Re: [ClusterLabs] Pacemaker with Zookeeper??

2016-06-14 Thread Andrew Beekhof
tl;dr - dont port pacemaker, use pacemaker-remote instead

On Wed, May 18, 2016 at 5:20 PM, Jan Friesse  wrote:
> Ken Gaillot napsal(a):
>
>> On 05/17/2016 09:54 AM, Digimer wrote:
>>>
>>> On 16/05/16 04:35 AM, Bogdan Dobrelya wrote:

 On 05/16/2016 09:23 AM, Jan Friesse wrote:
>>
>> Hi,
>>
>> I have an idea: use Pacemaker with Zookeeper (instead of Corosync). Is
>> it possible?
>> Is there any examination about that?


 Indeed, would be *great* to have a Pacemaker based control plane on top
 of other "pluggable" distributed KVS & messaging systems, for example
 etcd as well :)
 I'm looking forward to joining any dev efforts around that, although I'm
 not a Java or Go developer.
>>>
>>>
>>> Part of open source is the freedom to do whatever you want, of course.
>>>
>>> Let me ask though; What problems would zookeeper, etcd or other systems
>>> solve that can't be solved in corosync?
>>>
>>> I ask because the HA community just finished a multi-year effort to
>>> merge different projects into one common HA stack. This has a lot of
>>> benefits to the user base, not least of which is lack of confusion.
>>>
>>> Strikes me that the significant time investment in supporting a new
>>> comms layer would be much more beneficially spent on improving the
>>> existing stack.
>>>
>>> Again, anyone is free to do whatever they want... I just don't see the
>>> motivator personally.
>>>
>>> digimer
>>
>>
>> I see one big difference that is both a strength and a weakness: these
>> other packages have a much wider user base beyond the HA cluster use
>> case. The strength is that there will be many more developers working to
>> fix bugs, add features, etc. The weakness is that most of those
>
>
> This is exactly what I was thinking about during 2.x developement. If
> replacement of Corosync wouldn't make more sense than continue developing of
> Corosync. I was able to accept implementing some features. Sadly, there was
> exactly ONE project which would be able to replace corosync (Spread toolkit)
> which is even less widespread than Corosync.
>
> From my point of view, replacement of corosync must be (at least) able to:
> - Work without quorum

Agreed. It's a non-starter if messaging stops when quorum is lost.
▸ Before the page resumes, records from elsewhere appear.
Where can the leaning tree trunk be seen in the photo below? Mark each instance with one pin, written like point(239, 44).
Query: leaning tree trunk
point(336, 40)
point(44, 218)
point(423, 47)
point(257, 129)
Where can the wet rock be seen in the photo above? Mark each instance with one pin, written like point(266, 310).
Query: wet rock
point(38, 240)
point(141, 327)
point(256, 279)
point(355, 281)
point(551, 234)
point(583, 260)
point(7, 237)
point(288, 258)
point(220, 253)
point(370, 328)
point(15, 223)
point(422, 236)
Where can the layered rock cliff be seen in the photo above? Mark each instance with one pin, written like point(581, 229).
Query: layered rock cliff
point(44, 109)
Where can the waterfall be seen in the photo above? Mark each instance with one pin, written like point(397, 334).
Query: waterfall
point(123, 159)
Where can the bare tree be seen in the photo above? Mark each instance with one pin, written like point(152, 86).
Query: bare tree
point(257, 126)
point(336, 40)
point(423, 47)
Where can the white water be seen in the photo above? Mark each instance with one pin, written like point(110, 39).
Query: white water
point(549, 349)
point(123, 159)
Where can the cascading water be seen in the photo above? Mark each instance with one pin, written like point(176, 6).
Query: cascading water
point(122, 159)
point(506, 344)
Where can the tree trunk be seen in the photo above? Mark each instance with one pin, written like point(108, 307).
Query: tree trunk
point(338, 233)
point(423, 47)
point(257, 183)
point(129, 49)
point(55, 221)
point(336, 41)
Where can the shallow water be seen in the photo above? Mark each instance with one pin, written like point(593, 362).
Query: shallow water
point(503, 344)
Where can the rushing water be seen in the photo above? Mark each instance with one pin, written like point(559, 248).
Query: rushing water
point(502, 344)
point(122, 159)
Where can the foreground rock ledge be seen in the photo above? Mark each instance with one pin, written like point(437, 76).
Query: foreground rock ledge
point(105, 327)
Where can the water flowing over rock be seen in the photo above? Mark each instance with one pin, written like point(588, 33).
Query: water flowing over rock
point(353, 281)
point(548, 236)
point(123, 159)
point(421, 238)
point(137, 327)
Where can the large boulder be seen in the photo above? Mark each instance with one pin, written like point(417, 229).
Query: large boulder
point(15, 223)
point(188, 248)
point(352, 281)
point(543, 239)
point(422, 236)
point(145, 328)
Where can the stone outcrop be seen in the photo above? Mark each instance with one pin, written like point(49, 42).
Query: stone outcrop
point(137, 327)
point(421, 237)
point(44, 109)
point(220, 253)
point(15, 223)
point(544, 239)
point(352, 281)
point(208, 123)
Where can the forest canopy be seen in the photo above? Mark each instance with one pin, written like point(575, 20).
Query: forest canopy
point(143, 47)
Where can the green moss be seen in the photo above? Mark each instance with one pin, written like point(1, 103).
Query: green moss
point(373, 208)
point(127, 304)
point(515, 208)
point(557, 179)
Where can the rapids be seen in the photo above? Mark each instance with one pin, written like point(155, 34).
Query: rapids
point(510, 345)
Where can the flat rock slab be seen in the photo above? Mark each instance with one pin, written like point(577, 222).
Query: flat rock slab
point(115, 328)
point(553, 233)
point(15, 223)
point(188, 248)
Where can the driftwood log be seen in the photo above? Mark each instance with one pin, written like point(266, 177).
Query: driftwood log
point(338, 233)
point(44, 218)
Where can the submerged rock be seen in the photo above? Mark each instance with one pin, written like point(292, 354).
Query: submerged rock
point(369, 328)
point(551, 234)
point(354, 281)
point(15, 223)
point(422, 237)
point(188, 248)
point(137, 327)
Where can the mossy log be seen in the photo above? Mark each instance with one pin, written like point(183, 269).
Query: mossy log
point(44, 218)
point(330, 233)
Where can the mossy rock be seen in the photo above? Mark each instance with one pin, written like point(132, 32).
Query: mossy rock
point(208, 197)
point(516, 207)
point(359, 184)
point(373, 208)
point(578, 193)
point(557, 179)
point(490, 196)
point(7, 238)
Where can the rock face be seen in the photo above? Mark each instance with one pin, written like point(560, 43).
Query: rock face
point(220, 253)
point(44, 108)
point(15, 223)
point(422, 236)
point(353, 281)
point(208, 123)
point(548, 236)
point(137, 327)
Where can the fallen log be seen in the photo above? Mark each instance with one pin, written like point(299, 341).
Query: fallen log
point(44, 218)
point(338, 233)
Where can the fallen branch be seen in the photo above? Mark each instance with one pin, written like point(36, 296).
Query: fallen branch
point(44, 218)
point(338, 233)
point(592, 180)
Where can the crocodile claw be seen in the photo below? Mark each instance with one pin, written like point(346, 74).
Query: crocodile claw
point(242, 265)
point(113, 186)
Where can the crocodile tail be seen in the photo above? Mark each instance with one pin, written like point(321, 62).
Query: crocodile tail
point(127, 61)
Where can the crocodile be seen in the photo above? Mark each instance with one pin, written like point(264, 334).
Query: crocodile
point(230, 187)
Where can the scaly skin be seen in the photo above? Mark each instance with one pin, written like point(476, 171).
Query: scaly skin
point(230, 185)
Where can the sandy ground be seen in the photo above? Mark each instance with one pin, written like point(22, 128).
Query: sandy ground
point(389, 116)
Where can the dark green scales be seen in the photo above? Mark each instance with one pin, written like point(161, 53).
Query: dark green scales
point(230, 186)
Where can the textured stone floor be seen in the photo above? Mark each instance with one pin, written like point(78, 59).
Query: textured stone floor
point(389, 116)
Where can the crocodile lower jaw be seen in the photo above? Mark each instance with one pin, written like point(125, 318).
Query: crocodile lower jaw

> - Support 2 node clusters
> - Allow multiple links (something like RRP)

Doesn't bonding (and the imminent arrival of knet) make this somewhat optional?

> - Don't include SPOF (so nothing like configuration stored on one node only
> and/or different machine on network)

There can be subtle variations on this.  The pattern in OpenStack is
to have a "management node".
Which sounds like a SPOF but they also require that the service be
able to function without it.  So its a grey area.

> - Provide EVS/VS

Pacemaker could live without this.  Heartbeat didn't provide it either.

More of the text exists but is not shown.